В корпусе нас человек 10 было, и все мы часа в три ночи проснулись, потому что дождь шел — он в стекла и по крыше стучал. Очень темно было, хотя в июне в три уже светло должно быть, и гул стоял, будто земля или весь корпус дрожит. Один мальчик сказал: «Гром, наверное», а второй: «Нет, гром так не гремит — он же с перерывами...». Мы на улицу вышли, головы подняли и поняли, почему темно и почему гул: сотни самолетов летели, все небо закрыли.
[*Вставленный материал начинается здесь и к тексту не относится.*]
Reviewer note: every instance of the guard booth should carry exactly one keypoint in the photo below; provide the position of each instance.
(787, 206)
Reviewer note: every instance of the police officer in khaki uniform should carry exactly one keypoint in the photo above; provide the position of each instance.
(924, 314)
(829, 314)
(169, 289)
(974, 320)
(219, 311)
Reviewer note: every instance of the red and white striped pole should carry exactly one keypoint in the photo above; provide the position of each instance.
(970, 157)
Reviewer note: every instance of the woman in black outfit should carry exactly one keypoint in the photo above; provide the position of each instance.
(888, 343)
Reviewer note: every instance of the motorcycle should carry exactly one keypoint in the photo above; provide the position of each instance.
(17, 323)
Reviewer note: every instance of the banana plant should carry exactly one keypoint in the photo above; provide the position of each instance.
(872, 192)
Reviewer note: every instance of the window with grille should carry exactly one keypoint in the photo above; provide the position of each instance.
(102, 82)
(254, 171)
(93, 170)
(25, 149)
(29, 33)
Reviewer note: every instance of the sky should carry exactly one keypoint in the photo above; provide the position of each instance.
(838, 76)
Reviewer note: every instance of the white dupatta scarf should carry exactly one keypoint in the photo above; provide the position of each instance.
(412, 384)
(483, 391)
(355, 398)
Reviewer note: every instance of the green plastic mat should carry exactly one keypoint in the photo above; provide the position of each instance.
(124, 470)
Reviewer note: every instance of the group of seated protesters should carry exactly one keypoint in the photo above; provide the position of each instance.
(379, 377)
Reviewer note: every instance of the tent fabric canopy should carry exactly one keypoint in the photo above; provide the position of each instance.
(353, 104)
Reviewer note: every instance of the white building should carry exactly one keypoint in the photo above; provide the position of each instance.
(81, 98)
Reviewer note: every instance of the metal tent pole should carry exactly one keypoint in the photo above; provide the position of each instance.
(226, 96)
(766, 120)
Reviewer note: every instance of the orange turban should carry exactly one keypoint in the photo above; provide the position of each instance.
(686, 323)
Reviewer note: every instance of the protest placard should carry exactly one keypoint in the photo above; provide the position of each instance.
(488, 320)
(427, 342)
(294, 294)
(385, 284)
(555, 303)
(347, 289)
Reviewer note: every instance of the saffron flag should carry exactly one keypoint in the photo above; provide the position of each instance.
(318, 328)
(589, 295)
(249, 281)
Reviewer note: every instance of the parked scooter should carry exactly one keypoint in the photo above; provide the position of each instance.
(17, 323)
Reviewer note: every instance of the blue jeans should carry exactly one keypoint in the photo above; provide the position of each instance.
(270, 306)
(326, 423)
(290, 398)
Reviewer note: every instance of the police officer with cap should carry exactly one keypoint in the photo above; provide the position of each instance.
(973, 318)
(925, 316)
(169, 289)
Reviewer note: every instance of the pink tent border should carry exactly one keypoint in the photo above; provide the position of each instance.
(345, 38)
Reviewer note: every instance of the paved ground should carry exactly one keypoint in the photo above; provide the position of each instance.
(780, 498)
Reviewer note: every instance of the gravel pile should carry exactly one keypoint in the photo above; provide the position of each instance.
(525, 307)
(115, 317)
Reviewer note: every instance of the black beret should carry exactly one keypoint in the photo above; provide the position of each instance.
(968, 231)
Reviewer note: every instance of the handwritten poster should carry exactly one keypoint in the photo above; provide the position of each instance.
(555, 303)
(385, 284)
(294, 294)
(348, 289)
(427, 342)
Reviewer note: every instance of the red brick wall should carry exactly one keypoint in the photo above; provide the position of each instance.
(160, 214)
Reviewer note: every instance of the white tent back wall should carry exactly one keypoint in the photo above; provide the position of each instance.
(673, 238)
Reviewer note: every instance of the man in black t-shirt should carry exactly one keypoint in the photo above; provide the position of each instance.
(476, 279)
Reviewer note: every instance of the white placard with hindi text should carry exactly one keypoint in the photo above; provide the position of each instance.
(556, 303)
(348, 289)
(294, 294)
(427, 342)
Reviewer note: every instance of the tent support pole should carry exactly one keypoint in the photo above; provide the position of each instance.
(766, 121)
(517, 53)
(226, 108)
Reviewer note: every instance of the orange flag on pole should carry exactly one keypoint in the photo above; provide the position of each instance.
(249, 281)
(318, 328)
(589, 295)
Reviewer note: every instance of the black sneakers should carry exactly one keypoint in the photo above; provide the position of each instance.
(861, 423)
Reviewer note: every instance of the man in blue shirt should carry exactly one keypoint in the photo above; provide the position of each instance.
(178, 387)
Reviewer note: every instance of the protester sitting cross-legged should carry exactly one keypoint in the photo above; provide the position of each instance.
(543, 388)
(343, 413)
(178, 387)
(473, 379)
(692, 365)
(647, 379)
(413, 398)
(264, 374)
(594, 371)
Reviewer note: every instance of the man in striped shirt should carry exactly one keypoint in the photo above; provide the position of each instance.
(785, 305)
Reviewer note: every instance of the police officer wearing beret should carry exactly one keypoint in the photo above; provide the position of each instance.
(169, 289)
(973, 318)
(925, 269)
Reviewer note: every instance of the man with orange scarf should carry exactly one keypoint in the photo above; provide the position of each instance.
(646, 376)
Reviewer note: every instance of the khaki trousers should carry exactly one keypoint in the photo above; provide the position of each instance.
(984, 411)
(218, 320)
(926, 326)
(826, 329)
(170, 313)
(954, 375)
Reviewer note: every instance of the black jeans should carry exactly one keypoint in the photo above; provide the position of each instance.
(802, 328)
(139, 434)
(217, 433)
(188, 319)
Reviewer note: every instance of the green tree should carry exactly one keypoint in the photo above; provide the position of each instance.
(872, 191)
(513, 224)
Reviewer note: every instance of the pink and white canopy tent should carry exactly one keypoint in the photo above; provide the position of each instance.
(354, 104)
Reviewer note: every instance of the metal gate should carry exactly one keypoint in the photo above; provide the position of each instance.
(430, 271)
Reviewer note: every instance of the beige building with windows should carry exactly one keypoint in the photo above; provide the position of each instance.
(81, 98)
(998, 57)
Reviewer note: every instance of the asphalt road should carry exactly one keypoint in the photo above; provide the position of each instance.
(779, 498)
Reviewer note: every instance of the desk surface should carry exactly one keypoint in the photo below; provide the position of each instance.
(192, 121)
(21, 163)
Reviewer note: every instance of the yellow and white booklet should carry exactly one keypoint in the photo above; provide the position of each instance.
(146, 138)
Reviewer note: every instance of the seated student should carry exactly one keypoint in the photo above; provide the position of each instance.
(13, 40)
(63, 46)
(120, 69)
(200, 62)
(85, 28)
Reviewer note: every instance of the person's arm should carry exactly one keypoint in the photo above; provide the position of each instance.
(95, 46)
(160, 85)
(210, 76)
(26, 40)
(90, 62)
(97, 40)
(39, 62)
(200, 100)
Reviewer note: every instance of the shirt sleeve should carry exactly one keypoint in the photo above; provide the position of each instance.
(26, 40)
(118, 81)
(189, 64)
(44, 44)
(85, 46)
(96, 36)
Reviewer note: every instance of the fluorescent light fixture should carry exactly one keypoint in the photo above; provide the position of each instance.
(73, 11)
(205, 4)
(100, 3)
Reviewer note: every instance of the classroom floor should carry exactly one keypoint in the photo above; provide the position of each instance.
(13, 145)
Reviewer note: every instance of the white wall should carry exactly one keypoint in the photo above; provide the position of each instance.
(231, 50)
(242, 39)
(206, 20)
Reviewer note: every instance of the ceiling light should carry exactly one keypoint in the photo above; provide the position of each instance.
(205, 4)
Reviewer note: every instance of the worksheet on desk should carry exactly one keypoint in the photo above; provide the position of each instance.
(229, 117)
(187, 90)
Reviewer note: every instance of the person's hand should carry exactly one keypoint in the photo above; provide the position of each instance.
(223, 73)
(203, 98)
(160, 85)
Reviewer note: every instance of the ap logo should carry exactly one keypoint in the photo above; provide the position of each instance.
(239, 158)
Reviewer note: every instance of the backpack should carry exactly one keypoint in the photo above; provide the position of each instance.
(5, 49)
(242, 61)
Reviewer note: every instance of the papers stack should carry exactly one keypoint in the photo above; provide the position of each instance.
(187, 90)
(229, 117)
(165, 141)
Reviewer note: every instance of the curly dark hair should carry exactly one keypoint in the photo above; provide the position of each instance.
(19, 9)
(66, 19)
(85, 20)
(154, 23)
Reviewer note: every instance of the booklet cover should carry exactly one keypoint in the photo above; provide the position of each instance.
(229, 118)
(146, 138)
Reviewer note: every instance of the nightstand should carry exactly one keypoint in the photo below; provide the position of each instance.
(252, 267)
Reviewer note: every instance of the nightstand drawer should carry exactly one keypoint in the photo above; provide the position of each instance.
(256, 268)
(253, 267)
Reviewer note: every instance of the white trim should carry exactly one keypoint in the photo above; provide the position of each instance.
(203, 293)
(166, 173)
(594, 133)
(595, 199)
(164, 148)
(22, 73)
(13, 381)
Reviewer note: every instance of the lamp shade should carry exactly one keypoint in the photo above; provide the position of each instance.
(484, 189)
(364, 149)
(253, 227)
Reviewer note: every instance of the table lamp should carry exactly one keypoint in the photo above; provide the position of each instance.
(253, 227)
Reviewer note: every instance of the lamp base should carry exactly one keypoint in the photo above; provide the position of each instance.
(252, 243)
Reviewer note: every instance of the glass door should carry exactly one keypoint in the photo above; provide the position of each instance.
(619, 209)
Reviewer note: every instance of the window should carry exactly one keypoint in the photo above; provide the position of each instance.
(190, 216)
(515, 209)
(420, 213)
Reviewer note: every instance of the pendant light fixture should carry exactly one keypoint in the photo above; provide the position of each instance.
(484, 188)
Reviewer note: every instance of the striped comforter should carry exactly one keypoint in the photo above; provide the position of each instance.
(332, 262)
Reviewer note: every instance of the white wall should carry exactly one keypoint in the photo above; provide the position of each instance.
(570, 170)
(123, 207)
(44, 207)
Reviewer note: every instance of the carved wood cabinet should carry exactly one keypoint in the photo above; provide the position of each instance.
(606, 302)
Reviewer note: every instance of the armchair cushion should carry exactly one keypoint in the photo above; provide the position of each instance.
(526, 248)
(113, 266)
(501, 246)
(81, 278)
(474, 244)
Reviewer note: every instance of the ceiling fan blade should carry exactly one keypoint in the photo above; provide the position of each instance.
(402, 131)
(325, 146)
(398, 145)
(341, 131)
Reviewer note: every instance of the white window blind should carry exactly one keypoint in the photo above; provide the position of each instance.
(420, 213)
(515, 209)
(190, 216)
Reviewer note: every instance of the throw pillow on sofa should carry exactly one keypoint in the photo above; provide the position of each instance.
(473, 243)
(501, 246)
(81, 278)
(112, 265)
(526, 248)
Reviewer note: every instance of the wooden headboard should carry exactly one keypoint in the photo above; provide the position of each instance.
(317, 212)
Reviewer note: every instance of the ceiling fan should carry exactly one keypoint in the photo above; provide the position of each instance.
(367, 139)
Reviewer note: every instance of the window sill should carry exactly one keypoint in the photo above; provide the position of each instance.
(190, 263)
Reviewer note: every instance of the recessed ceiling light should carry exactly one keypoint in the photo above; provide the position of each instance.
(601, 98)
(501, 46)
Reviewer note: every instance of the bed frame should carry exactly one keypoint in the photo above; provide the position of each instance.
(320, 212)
Если не над собой, а чуть подальше смотреть, лицо летчика было видно!
Это бомбардировщики были — «юнкерсы» и «хенкели», они на Киев летели. Один мальчишка предположил: «Так это, наверное, «Красный Крест». Другой в ответ: «Дурак, посмотри, какой это «Красный Крест»?», а они низко-низко летят, нахально, на самолетах белые кресты огромные, а вдали где-то взрывы послышались — уже Киев бомбили. Когда последний ряд пролетел, светло стало, гул утих, но мы поняли, что происходит, — вот такая встреча с этой дурацкой войной была.
— Войну часто вы вспоминаете?
— Нет, стараюсь не вспоминать. Зачем?